Now this section is MUCH easier than what we used to have to do!
Combine Excel Files - Method 3
But what if your data is not in an official Excel Table? What if it's just data in a worksheet range? Well, then you select the worksheet icon instead:
And the results are virtually identical to the previous method:
Why does that work? It works because the Transform Sample is smart enough to automatically promote the first row to headers, so it doesn't actually need the table. On the other hand, if that data wasn't in the first row, you may need to go back to the Transform Sample and tweak it to do what you need (like remove top rows, promote rows to headers, delete columns, filter, etc.)
Caveats When Trying to Combine Excel Files
This experience will work well for many things, but as always there are some caveats.
Single Object Only
The default experience here is to combine based on the object you select. In other words, if you select Sheet 1, it will combine Sheet 1 from each file. It won't combine all sheets in the file based on the Sheet 1 code. If you want to do that, you need to go back to Method 1 above, filter to the objects you want, and deal with them using classic import methods. (Unless you try to get real techy and build the function then repurpose it to use in that table - something I have not done yet.)

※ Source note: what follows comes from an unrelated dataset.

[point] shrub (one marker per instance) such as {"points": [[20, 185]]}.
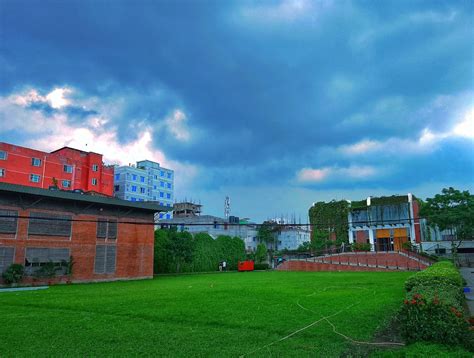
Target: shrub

Preview Based On First Item In the List
The preview and import templates are based on the first file in the list. You can see how that affects things when I throw a new file into my structure that has different worksheet and table names:
While the two Sales workbooks have Sheet1 in them, this one doesn't, making it impossible to use this function to combine the first worksheet in each file. (The template would be based on Dec and would return errors for the other two files.)
If the order is important, you'll need to sort the file list first to get the correct file to the top before you trigger the Combine Binaries function.
For the record, I have sent an email to the Power Query team suggesting that it would be nice to get the option to pick the file here which the template should be based upon. That would make this much easier to work through, I think.
Inconsistent Columns Are Bad News
Let's say that you have two files with tables in them who have different column names (or quantities). The transformations generated will actually deal with this correctly, resulting in a column of tables which have different headers. All good so far, but when the main query gets to the last step, it expands the column of tables based on the headers for the table in the first row only. This is actually a standard thing, so not a surprise, I just want to make sure you don't think this is a holy grail that will solve the differing column issue. (We have more work to do in that case.)
At the end of the day, I have to say that this is a pretty welcome addition. I'm still not a fan of the names of the generated queries, and I would add something to change the template file, but I think this is going to make it a LOT easier for people to import and transform Excel files than it has been in the past.